From e62fe62af9d3dde6fc719c6a30574304b35902a3 Mon Sep 17 00:00:00 2001
From: Travis Downs <travis.downs@redpanda.com>
Date: Fri, 21 Nov 2025 14:58:19 -0300
Subject: [PATCH 6/6] rptest: speed up BLL check by checking in parallel

We query each node one by one to check the log for bad log lines, but
we can do this in parallel: it puts almost no load on the runner, and
the work happens on the nodes, so let's speed it up.

This results in about a 3x speed in my benchmark, on top of the 3x
speedup from switching to rg (so about 9x overall).
---
 tests/rptest/services/utils.py | 48 ++++++++++++++++++++--------------
 1 file changed, 29 insertions(+), 19 deletions(-)

diff --git a/tests/rptest/services/utils.py b/tests/rptest/services/utils.py
index 3b9ee5355bd50..ac0fee0f0f46b 100644
--- a/tests/rptest/services/utils.py
+++ b/tests/rptest/services/utils.py
@@ -1,9 +1,9 @@
-from collections import defaultdict
 from logging import Logger
 import re
 import time
 from abc import ABC, abstractmethod
-from typing import Any, Generator, Iterable, Mapping, TypedDict
+from typing import Any, Generator, Iterable, TypedDict
+from concurrent.futures import ThreadPoolExecutor, as_completed
 
 from rptest.clients.kubectl import KubectlTool
 
@@ -62,7 +62,7 @@ def elapsed(self) -> float:
             return time.time() - self._start
 
     def elapseds(self) -> str:
-        return f"{self.elapsed:.2f}s"
+        return f"{self.elapsed:.3f}s"
 
     def elapsedf(self, note: str) -> str:
         return f"{note}: {self.elapseds()}"

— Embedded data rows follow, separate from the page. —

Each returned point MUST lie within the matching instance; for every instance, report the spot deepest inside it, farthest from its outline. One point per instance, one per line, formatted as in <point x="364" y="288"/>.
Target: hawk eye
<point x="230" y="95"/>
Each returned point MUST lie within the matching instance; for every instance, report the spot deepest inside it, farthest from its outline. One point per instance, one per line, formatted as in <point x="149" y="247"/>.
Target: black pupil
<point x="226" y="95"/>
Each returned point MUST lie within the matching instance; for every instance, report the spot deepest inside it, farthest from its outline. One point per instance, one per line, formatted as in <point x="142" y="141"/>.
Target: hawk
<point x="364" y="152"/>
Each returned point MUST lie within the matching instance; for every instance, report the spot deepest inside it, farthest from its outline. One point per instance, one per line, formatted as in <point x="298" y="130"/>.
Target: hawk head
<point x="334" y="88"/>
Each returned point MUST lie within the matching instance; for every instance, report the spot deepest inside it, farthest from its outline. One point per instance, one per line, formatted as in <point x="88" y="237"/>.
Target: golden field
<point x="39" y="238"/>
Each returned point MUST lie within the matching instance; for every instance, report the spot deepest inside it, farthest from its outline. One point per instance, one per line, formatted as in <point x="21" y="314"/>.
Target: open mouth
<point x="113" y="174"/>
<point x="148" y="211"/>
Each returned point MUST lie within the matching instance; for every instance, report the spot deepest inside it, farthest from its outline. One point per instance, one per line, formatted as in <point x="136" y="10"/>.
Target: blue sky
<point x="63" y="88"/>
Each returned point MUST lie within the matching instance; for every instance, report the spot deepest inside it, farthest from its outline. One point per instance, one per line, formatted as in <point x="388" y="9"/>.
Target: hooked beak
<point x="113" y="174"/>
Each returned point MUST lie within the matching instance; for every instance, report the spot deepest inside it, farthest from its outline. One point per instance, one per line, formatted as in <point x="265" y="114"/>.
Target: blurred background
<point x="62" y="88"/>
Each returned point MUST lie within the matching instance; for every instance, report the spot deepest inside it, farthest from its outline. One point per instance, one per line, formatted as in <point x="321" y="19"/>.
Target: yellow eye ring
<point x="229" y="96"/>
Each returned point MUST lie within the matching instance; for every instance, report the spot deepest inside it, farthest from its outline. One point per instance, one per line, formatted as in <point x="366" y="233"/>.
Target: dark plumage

@@ -150,7 +150,7 @@ def __init__(
         )
 
         # Prepare matching terms
-        self.match_terms: list[str] = self.DEFAULT_MATCH_TERMS
+        self.match_terms: list[str] = list(self.DEFAULT_MATCH_TERMS)
         if self._raise_on_errors:
             self.match_terms.append("^ERROR")

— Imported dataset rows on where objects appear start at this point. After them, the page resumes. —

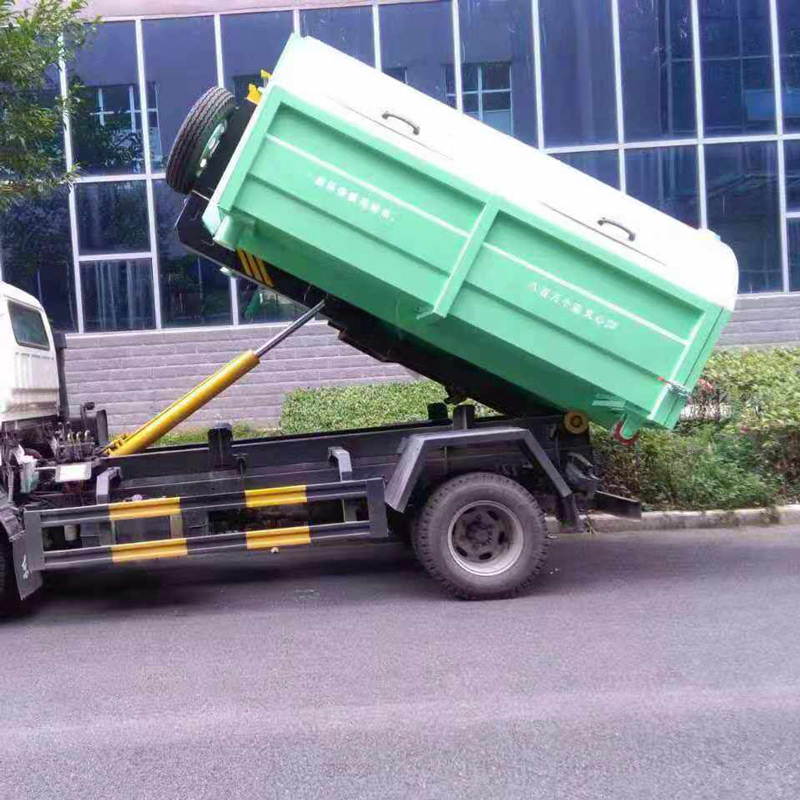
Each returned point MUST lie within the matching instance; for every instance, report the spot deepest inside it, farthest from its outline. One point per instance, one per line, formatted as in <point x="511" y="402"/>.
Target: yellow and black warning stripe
<point x="271" y="539"/>
<point x="254" y="268"/>
<point x="152" y="508"/>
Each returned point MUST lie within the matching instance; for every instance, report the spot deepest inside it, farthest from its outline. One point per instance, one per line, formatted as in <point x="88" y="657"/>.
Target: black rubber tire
<point x="431" y="531"/>
<point x="9" y="598"/>
<point x="216" y="105"/>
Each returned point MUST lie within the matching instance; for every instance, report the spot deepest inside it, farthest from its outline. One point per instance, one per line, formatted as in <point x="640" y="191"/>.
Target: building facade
<point x="692" y="106"/>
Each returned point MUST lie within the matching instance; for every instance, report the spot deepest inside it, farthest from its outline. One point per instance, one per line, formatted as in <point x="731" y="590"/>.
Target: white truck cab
<point x="28" y="365"/>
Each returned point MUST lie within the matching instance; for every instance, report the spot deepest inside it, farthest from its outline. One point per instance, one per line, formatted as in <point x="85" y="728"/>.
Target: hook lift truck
<point x="358" y="197"/>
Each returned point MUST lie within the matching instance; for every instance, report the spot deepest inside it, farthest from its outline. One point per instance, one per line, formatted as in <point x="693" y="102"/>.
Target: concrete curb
<point x="680" y="520"/>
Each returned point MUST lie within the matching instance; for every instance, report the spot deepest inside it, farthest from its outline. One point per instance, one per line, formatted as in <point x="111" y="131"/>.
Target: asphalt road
<point x="643" y="666"/>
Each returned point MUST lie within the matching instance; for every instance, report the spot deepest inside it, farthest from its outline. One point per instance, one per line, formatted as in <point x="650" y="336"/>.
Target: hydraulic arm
<point x="129" y="443"/>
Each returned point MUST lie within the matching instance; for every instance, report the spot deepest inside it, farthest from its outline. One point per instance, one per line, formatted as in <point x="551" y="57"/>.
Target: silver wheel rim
<point x="485" y="538"/>
<point x="211" y="145"/>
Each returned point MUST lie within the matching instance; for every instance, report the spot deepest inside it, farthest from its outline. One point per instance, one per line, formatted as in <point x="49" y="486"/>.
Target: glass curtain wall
<point x="692" y="106"/>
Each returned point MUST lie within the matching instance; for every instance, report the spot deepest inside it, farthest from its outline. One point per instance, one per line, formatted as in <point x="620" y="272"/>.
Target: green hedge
<point x="360" y="406"/>
<point x="743" y="450"/>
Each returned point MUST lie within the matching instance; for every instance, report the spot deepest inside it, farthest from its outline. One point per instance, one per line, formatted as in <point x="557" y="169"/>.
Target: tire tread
<point x="423" y="534"/>
<point x="192" y="134"/>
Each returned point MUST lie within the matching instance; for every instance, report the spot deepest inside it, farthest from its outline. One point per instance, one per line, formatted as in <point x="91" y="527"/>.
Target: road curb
<point x="678" y="520"/>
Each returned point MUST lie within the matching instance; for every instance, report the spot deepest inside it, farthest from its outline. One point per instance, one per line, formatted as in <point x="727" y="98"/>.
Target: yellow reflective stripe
<point x="278" y="537"/>
<point x="254" y="266"/>
<point x="245" y="262"/>
<point x="139" y="551"/>
<point x="144" y="509"/>
<point x="264" y="273"/>
<point x="277" y="496"/>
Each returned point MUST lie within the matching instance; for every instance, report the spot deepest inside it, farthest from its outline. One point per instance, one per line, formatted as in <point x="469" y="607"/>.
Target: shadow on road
<point x="389" y="573"/>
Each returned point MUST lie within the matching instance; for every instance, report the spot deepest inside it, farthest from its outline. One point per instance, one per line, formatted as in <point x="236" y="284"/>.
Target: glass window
<point x="578" y="72"/>
<point x="792" y="152"/>
<point x="603" y="164"/>
<point x="657" y="69"/>
<point x="742" y="183"/>
<point x="258" y="304"/>
<point x="665" y="178"/>
<point x="107" y="120"/>
<point x="28" y="326"/>
<point x="346" y="29"/>
<point x="117" y="295"/>
<point x="180" y="64"/>
<point x="487" y="93"/>
<point x="794" y="255"/>
<point x="738" y="90"/>
<point x="112" y="217"/>
<point x="36" y="255"/>
<point x="250" y="43"/>
<point x="789" y="28"/>
<point x="193" y="290"/>
<point x="497" y="46"/>
<point x="417" y="44"/>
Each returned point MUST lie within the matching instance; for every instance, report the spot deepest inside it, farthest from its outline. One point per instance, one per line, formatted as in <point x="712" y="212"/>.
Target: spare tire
<point x="198" y="137"/>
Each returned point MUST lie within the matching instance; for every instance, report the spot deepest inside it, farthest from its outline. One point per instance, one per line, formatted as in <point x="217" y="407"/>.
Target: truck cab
<point x="29" y="382"/>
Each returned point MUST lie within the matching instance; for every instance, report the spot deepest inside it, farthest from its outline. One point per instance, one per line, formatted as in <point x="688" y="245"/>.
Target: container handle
<point x="414" y="128"/>
<point x="607" y="221"/>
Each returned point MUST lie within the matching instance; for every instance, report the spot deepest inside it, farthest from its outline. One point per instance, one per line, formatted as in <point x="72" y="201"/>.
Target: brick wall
<point x="765" y="320"/>
<point x="136" y="375"/>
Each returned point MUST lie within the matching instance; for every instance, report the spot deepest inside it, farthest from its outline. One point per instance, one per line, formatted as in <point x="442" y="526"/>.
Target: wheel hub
<point x="485" y="538"/>
<point x="211" y="146"/>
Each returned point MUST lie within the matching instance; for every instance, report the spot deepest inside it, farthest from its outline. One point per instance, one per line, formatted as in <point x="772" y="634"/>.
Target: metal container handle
<point x="414" y="128"/>
<point x="607" y="221"/>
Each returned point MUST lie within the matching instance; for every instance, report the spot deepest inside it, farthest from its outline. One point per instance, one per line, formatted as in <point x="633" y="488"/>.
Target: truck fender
<point x="416" y="447"/>
<point x="13" y="532"/>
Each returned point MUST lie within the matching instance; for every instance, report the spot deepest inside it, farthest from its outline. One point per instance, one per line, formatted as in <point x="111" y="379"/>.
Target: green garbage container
<point x="473" y="242"/>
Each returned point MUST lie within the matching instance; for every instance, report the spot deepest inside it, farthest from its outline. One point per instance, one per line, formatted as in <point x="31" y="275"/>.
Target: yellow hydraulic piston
<point x="127" y="444"/>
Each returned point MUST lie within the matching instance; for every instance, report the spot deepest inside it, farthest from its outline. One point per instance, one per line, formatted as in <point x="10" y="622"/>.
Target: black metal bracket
<point x="341" y="458"/>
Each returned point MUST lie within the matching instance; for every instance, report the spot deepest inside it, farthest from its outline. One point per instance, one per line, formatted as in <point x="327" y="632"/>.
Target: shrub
<point x="748" y="457"/>
<point x="362" y="406"/>
<point x="709" y="466"/>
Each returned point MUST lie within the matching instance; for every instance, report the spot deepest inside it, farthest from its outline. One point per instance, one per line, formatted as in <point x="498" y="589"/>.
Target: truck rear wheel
<point x="198" y="137"/>
<point x="9" y="598"/>
<point x="482" y="536"/>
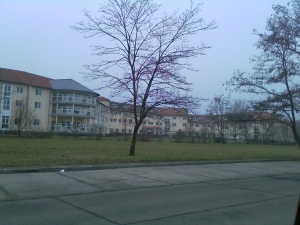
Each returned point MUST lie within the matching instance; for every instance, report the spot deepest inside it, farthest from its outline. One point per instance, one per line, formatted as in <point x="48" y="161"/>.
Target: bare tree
<point x="148" y="49"/>
<point x="277" y="68"/>
<point x="217" y="110"/>
<point x="23" y="117"/>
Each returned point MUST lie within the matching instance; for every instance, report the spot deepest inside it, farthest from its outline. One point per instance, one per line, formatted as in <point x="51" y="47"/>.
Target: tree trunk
<point x="133" y="141"/>
<point x="297" y="139"/>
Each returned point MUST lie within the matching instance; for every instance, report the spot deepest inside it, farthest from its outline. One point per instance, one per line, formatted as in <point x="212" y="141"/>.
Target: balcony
<point x="70" y="111"/>
<point x="72" y="127"/>
<point x="74" y="99"/>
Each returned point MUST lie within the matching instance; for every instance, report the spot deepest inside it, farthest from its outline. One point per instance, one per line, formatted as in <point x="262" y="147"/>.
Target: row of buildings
<point x="31" y="102"/>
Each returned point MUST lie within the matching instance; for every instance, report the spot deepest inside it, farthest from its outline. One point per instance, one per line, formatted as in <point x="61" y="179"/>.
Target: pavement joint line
<point x="207" y="210"/>
<point x="87" y="211"/>
<point x="43" y="169"/>
<point x="6" y="192"/>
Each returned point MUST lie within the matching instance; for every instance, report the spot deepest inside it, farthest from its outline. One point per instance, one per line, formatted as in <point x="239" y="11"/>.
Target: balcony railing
<point x="70" y="111"/>
<point x="72" y="128"/>
<point x="80" y="99"/>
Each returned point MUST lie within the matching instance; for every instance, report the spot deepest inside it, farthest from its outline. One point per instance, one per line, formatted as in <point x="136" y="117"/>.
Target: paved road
<point x="234" y="193"/>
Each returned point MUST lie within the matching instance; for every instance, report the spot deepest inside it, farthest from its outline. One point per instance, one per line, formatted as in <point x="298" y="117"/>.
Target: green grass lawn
<point x="16" y="152"/>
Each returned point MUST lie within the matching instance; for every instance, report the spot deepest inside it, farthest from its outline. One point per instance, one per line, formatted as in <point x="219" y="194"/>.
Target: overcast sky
<point x="35" y="36"/>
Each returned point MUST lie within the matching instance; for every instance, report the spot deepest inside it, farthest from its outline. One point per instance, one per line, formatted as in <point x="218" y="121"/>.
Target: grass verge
<point x="17" y="152"/>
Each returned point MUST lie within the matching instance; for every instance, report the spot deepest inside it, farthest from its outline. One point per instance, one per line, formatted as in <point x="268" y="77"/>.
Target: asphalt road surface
<point x="233" y="193"/>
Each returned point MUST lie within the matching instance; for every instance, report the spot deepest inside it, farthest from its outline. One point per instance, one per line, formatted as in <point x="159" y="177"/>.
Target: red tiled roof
<point x="153" y="127"/>
<point x="100" y="98"/>
<point x="171" y="111"/>
<point x="21" y="77"/>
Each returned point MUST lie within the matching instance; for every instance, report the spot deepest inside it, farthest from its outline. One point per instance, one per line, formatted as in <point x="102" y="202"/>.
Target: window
<point x="37" y="105"/>
<point x="17" y="121"/>
<point x="37" y="123"/>
<point x="38" y="91"/>
<point x="7" y="90"/>
<point x="19" y="103"/>
<point x="5" y="121"/>
<point x="6" y="104"/>
<point x="19" y="90"/>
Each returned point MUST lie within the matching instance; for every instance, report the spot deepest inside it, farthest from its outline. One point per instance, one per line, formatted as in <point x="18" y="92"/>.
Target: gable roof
<point x="70" y="84"/>
<point x="21" y="77"/>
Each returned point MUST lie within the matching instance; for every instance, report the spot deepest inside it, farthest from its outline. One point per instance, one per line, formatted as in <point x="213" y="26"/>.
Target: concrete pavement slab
<point x="109" y="180"/>
<point x="134" y="206"/>
<point x="166" y="175"/>
<point x="277" y="167"/>
<point x="272" y="212"/>
<point x="274" y="184"/>
<point x="46" y="211"/>
<point x="32" y="185"/>
<point x="205" y="172"/>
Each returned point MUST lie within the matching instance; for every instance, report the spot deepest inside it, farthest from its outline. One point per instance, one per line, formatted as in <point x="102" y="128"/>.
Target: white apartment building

         self.match_expr: str = " ".join(f'-e "{t}"' for t in self.match_terms)
@@ -203,20 +203,18 @@ def _check_oversized_allocations(self, line: str) -> bool:
         return False
 
     def _search(self, versioned_nodes: VersionedNodes) -> NodeToLines:
-        def make_vl() -> VersionAndLines:
-            return {"version": None, "lines": []}
-
-        bad_lines: defaultdict[ClusterNode | CloudBroker, VersionAndLines] = (
-            defaultdict(make_vl)
-        )
         test_name = self._context.function_name
-        sw = Stopwatch()
-        for version, node in versioned_nodes:
-            sw.start()
+        overall_sw = Stopwatch()
+        overall_sw.start()
+
+        def scan_one(
+            version: str | None, node: ClusterNode | CloudBroker
+        ) -> tuple[ClusterNode | CloudBroker, VersionAndLines]:
+            node_sw = Stopwatch()
+            node_sw.start()
             hostname = self._get_hostname(node)

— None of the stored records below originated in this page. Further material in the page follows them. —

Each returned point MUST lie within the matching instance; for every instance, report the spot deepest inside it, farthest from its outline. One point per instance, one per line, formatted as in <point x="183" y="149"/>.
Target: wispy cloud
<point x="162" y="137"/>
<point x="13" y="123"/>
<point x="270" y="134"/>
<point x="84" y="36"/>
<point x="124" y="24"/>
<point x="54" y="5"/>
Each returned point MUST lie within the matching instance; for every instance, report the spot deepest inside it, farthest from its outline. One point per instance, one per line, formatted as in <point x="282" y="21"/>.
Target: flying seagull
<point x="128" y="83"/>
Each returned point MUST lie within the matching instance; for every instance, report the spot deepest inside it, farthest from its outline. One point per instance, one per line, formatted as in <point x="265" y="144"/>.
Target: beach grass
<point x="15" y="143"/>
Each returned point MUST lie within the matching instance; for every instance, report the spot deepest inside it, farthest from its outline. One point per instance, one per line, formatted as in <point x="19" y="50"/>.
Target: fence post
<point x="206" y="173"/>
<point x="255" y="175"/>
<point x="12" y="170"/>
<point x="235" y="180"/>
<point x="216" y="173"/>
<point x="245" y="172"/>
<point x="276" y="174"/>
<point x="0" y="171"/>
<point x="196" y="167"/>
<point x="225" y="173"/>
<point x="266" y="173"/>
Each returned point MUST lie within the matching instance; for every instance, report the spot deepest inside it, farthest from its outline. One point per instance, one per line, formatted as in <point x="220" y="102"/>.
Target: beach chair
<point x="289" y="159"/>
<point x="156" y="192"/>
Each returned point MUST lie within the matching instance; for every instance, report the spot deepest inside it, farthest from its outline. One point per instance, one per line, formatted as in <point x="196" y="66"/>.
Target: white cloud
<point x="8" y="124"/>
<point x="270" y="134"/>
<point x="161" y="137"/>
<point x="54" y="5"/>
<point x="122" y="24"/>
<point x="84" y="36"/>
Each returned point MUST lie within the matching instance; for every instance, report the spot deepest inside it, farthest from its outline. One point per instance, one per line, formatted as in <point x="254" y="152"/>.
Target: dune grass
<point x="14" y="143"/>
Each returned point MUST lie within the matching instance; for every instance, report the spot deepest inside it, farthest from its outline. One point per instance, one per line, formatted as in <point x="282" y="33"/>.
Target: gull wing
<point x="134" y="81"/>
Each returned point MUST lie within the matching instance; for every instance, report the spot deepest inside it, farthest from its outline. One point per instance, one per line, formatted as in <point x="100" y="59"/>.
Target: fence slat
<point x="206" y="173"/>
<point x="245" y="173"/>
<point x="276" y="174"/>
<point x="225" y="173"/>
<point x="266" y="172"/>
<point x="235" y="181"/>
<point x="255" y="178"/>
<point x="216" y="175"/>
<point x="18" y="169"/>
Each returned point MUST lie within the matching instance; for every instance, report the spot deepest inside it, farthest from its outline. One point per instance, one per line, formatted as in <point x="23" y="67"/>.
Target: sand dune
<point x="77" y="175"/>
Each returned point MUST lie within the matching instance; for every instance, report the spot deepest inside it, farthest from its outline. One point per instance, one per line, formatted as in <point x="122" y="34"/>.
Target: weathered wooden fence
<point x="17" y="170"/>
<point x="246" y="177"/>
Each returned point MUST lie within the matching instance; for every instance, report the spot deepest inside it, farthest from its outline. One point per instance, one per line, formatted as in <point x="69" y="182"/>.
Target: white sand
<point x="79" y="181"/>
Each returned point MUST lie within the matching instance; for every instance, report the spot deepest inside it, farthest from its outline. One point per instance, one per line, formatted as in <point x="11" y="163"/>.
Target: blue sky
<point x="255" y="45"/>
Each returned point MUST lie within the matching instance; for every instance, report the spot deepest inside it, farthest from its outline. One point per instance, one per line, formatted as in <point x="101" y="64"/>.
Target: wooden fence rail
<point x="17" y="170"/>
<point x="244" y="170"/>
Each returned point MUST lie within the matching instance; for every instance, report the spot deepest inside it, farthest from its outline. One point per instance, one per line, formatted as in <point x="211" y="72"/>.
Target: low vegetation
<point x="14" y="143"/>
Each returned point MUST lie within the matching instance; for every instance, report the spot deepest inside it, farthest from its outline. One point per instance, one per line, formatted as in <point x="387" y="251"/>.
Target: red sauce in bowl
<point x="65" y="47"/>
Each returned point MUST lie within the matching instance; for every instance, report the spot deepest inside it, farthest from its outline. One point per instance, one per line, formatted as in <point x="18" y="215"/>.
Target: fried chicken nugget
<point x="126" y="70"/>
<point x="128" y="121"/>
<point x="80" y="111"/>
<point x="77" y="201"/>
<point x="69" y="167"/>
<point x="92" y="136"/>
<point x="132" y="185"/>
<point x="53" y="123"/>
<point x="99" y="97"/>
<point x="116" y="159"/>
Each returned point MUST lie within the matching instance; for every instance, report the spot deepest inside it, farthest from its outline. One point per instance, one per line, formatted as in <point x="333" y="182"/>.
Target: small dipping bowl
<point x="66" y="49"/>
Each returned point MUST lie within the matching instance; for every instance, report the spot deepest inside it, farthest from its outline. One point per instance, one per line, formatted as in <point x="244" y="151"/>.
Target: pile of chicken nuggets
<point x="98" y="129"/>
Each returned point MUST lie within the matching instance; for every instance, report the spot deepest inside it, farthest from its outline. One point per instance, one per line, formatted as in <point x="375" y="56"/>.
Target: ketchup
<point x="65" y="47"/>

             self.logger.info(f"Scanning node {hostname} log for errors...")
-            # Prepare/Build capture func shortcut
-            # Iterate
+            vl: VersionAndLines = {"version": version, "lines": []}
             for line in self._capture_log(node, self.match_expr):
                 line = line.strip()
                 # Check if this line holds error
@@ -229,15 +227,27 @@ def make_vl() -> VersionAndLines:
                     allowed = self._check_oversized_allocations(line)
                 # If detected bad lines, log it and add to the list
                 if not allowed:
-                    bad_lines[node]["version"] = version
-                    bad_lines[node]["lines"].append(line)
+                    vl["lines"].append(line)
                     self.logger.warning(
                         f"[{test_name}] Unexpected log line on {hostname}: {line}"
                     )
             self.logger.info(
-                sw.elapsedf(f"##### Time spent to scan bad logs on '{hostname}'")
+                node_sw.elapsedf(f"Time spent to scan bad logs on '{hostname}'")
             )
-        return dict(bad_lines)
+            return node, vl
+
+        bad_lines: NodeToLines = {}
+
+        # Run scans in parallel
+        with ThreadPoolExecutor() as executor:
+            futures = [executor.submit(scan_one, v, n) for v, n in versioned_nodes]
+            for fut in as_completed(futures):
+                node, vl = fut.result()
+                if vl["lines"]:
+                    bad_lines[node] = vl
+
+        self.logger.info(overall_sw.elapsedf("Time spent to scan bad logs overall"))
+        return bad_lines
 
     def search_logs(self, versioned_nodes: VersionedNodes) -> None:
         """